「平安妖異伝」「道長の冒険」2010/05/14 01:39

 1300年祭とやらで、奈良が注目を浴びていますが、あえて平安京を。

 藤原道長、まだ二十代半ばで、まだ摂関家の五男坊で政治の中心部に入り込む気配の無かった頃。彼が遭遇する怪異と、それを助ける少年・秦真比呂の短編連作集。
 なんか、読んでて眠くなるんですよねえ。平岩弓枝作品は、庶民の江戸情緒は凄く生き生き描いてくれるのに、京の貴族の雅やその裏の暗黒は、なんだか曖昧で。
 私が日本史に疎いせいもあるかもしれません。
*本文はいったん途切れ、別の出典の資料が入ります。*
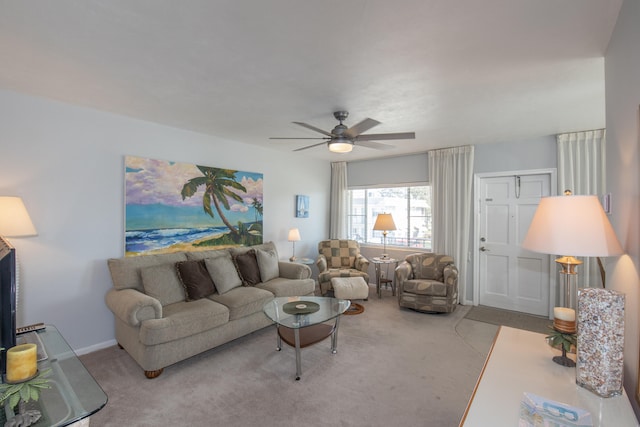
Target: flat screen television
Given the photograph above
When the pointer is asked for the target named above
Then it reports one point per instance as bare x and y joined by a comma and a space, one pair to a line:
7, 299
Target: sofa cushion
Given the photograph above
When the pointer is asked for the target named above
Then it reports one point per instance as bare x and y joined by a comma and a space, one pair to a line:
183, 319
425, 287
125, 272
268, 264
223, 272
429, 266
282, 287
248, 269
243, 301
162, 283
195, 279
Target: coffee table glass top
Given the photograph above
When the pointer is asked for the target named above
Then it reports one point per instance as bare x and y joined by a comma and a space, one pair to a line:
327, 309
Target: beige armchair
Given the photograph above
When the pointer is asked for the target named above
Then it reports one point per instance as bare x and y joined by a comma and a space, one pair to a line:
340, 258
427, 282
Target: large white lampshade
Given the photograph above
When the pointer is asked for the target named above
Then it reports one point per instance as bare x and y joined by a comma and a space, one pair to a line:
384, 223
14, 218
572, 225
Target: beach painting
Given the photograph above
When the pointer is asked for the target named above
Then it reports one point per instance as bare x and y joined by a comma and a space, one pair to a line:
172, 206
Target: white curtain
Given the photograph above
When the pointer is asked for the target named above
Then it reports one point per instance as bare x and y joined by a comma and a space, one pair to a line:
451, 178
338, 207
581, 169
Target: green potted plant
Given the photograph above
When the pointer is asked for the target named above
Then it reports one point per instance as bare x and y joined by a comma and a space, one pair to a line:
19, 394
565, 341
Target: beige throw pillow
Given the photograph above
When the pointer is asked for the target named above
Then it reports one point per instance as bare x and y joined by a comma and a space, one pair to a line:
268, 264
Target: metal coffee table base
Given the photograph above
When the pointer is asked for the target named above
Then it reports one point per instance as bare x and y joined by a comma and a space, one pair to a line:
304, 337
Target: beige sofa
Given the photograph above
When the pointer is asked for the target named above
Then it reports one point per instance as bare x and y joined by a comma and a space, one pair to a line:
166, 309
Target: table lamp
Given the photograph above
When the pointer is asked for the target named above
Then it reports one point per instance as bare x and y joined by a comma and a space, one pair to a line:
15, 222
294, 236
14, 218
384, 223
572, 226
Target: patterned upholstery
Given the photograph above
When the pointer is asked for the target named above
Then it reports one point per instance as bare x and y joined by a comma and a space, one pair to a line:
339, 258
428, 282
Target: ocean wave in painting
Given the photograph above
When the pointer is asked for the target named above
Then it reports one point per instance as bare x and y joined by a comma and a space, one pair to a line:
149, 240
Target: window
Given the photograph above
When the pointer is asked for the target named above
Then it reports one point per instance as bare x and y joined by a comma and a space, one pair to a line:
409, 206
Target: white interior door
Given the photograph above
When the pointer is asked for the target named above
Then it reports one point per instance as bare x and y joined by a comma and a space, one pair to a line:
508, 276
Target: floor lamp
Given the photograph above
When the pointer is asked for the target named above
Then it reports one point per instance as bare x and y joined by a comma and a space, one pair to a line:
574, 225
15, 222
384, 223
294, 236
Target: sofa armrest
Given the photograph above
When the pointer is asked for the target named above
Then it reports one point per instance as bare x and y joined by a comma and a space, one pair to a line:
132, 307
293, 270
403, 273
321, 262
362, 264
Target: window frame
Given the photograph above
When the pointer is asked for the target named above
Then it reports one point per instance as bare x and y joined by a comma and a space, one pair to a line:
368, 220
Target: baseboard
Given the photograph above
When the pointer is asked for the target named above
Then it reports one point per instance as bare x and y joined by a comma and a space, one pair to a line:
95, 347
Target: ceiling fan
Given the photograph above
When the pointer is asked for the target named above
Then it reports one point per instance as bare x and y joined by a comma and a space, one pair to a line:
342, 139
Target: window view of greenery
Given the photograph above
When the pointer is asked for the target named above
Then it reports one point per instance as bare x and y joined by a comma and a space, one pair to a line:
409, 206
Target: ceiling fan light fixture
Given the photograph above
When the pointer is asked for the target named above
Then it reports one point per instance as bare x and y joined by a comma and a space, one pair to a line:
340, 147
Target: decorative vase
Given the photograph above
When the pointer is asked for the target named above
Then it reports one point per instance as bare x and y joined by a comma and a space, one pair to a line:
599, 366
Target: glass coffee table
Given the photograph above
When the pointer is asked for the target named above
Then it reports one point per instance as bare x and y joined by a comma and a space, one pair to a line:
73, 394
303, 321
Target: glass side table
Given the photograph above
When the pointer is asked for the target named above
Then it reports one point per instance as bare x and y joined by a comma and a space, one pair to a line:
380, 280
74, 393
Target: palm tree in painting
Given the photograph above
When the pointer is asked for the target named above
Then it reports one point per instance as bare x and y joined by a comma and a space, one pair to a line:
257, 206
218, 183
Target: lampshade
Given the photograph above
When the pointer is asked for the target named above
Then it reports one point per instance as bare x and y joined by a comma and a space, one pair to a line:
384, 222
340, 147
14, 219
294, 235
572, 225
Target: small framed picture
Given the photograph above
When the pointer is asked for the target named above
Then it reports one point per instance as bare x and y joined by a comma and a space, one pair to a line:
302, 206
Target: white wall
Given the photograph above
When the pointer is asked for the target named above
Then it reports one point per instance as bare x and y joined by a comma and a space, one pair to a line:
622, 78
67, 163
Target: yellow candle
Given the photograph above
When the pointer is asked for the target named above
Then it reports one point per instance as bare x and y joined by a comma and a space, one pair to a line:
563, 313
22, 362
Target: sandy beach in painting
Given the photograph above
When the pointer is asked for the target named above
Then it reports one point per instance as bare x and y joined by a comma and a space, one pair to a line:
184, 246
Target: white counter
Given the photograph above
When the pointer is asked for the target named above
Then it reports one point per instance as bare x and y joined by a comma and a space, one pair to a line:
519, 362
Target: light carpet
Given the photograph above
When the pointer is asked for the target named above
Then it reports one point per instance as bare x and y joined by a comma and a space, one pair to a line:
393, 367
514, 319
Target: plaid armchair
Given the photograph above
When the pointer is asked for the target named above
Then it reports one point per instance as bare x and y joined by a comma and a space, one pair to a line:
427, 282
339, 258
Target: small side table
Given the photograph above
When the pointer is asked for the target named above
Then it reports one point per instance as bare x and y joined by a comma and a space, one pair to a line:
377, 264
306, 261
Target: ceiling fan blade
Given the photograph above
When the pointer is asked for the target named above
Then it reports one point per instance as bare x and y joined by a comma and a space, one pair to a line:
386, 136
358, 128
308, 126
286, 137
375, 145
309, 146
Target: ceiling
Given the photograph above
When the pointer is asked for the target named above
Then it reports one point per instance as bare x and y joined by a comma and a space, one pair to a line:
453, 71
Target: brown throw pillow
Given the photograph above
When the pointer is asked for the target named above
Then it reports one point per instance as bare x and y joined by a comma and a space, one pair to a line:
247, 266
196, 279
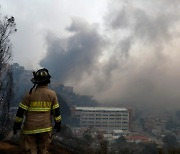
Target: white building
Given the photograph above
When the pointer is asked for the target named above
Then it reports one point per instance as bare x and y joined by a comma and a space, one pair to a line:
103, 118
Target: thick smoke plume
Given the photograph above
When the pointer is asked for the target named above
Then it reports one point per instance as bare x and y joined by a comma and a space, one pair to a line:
134, 62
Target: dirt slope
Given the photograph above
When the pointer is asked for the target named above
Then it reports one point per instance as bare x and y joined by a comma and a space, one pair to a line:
10, 147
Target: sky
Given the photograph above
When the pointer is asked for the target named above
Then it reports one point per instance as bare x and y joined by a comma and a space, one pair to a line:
119, 51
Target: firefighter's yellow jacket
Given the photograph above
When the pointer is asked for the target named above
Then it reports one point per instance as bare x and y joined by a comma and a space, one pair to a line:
40, 106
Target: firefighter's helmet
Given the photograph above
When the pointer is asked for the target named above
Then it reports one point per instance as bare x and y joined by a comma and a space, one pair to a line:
41, 76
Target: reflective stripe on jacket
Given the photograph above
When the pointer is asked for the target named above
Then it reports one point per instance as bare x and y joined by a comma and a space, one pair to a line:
39, 107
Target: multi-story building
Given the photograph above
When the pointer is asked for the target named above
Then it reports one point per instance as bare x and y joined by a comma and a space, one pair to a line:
103, 118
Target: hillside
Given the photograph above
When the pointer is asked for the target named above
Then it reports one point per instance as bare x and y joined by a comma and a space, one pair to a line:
9, 146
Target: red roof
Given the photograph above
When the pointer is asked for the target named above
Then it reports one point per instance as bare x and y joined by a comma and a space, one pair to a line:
141, 138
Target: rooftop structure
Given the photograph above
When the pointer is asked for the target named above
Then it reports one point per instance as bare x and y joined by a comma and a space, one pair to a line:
103, 118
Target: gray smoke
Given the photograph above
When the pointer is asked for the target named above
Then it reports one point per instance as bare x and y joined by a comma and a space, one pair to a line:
134, 62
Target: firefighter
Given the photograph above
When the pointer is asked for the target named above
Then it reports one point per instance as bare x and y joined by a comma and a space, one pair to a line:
35, 112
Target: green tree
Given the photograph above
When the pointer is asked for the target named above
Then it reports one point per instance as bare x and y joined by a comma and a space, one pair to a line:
170, 141
7, 28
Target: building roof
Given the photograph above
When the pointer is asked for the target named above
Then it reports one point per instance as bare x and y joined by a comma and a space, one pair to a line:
101, 109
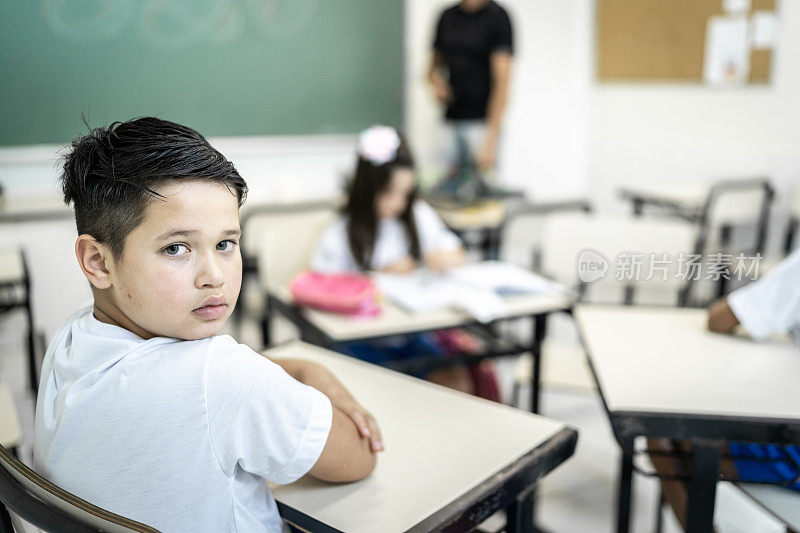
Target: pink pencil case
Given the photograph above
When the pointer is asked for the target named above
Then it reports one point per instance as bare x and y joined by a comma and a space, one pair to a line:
347, 294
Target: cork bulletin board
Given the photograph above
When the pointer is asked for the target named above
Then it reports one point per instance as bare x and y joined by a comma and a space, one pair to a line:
666, 40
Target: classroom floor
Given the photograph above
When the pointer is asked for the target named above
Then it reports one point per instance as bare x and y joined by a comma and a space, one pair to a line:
579, 496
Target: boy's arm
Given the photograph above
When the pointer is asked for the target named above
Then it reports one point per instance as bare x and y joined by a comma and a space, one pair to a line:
721, 318
354, 437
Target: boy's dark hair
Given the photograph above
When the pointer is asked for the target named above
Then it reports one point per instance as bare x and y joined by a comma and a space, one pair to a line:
369, 181
110, 174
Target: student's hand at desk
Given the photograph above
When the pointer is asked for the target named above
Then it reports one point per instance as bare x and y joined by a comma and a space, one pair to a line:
322, 379
443, 260
403, 266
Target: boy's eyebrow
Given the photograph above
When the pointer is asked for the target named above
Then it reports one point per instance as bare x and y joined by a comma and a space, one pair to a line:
193, 232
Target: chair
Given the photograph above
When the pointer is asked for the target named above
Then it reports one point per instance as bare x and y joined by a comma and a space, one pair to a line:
794, 221
10, 430
555, 244
49, 507
716, 211
277, 243
15, 293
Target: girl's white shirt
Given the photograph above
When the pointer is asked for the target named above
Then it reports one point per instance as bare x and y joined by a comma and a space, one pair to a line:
333, 253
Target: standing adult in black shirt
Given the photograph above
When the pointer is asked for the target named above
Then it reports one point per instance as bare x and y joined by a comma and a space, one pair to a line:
470, 72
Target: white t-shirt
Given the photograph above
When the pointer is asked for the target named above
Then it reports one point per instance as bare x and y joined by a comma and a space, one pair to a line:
771, 304
391, 243
179, 435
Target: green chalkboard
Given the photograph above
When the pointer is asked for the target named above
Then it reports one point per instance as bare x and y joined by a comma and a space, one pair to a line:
224, 67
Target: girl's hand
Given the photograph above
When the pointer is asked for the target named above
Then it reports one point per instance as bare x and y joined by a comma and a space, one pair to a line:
443, 260
403, 266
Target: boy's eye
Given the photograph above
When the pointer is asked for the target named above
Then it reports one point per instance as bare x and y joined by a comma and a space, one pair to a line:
175, 249
225, 246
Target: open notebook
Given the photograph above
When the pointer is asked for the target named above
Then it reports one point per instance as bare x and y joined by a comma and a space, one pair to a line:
476, 289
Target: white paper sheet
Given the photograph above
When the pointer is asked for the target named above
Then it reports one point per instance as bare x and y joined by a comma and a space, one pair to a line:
475, 289
727, 54
764, 29
736, 6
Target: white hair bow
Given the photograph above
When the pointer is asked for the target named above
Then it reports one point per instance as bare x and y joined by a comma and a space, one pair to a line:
378, 144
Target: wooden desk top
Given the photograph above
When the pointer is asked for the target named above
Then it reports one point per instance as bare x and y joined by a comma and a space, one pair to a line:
394, 320
440, 446
663, 360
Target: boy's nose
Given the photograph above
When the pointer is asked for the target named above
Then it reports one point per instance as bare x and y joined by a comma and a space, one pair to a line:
211, 274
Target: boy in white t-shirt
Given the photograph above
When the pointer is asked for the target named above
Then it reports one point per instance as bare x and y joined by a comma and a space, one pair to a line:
144, 409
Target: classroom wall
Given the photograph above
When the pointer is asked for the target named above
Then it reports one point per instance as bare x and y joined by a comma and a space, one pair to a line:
658, 132
567, 135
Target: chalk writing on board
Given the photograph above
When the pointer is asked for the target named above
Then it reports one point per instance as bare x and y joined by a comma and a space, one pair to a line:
177, 24
88, 20
282, 19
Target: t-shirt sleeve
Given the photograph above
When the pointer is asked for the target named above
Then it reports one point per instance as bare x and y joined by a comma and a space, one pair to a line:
433, 234
332, 253
259, 417
502, 38
770, 305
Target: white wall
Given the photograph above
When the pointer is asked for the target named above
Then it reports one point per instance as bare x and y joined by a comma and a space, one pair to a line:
658, 132
544, 149
567, 135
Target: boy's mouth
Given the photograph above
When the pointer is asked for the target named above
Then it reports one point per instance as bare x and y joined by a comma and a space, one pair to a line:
213, 307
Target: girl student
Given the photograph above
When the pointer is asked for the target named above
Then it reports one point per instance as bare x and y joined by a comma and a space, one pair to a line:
384, 227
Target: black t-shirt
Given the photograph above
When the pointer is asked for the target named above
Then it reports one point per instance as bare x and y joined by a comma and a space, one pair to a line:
466, 42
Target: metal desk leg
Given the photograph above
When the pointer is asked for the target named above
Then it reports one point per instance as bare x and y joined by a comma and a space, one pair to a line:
625, 486
539, 331
638, 206
519, 514
703, 486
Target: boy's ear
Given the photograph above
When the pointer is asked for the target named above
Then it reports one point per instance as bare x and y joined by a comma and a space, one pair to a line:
93, 257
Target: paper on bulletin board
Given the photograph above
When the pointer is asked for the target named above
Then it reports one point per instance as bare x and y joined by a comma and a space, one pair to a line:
736, 6
764, 29
727, 54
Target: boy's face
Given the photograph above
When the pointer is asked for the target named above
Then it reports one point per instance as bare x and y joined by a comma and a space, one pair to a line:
181, 270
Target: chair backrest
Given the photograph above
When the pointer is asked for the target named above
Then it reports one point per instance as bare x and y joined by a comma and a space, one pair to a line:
51, 508
521, 233
794, 203
738, 202
12, 267
282, 238
577, 246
現代の子供の名前は読み方が分からないってよく聞きますが、昔の人の名前の方が読み方分かりません。物語の核となるのが、真比呂の操る音楽・楽器なのですが、「篳篥の音色」と書かれていても、私には想像しづらいっていうか。
 真比呂は楽器の心を解し、音楽の力を操る超能力少年で、たとえばハーメルンの笛吹きみたいな芸当も成してしまうのですが、この子があまりにも何でも知っていて何でもできてしまうのも、緊張感がなくなってしまう一因でしょう。「蛙人」なんかは、ちょっとホラーっぽくていい感じだったかなあ。

 ところが、その続編となる「道長の冒険」は、同じ小説新潮連載(前者は99年から2000年、後者は03年から04年)とは思えない、趣の違う作品で、私はこちらのほうが好みです。
 副題には「平安妖異伝」とありますが、舞台はほとんど京から離れた異国で、道長イン・ワンダーランドって感じです。ウサギならぬ猫の寅麿をお供に、根の国に捕らえられた真比呂を救出する旅に出るのです。
 道長って、「この世はわが世」っていう、ちょいと調子に乗ったこと言ったために悪いイメージを持たれがちですが、この小説の道長はすっごいいい人です。前作の中納言から大納言に出世してますが、やはり出世欲はなく権力をカサにきたところも無く、旅先で出会う困っている人たちを見捨てておけない親切な人です。
 そうやって、人助けしたり妖怪退治したり神仏精霊の加護を得たりして旅をしていきます。子供の頃に読んだ冒険ファンタジーを思い出させる懐かしさ。こういう冒険譚の発展系として、後の平岩版「西遊記」に繋がっていくのですね。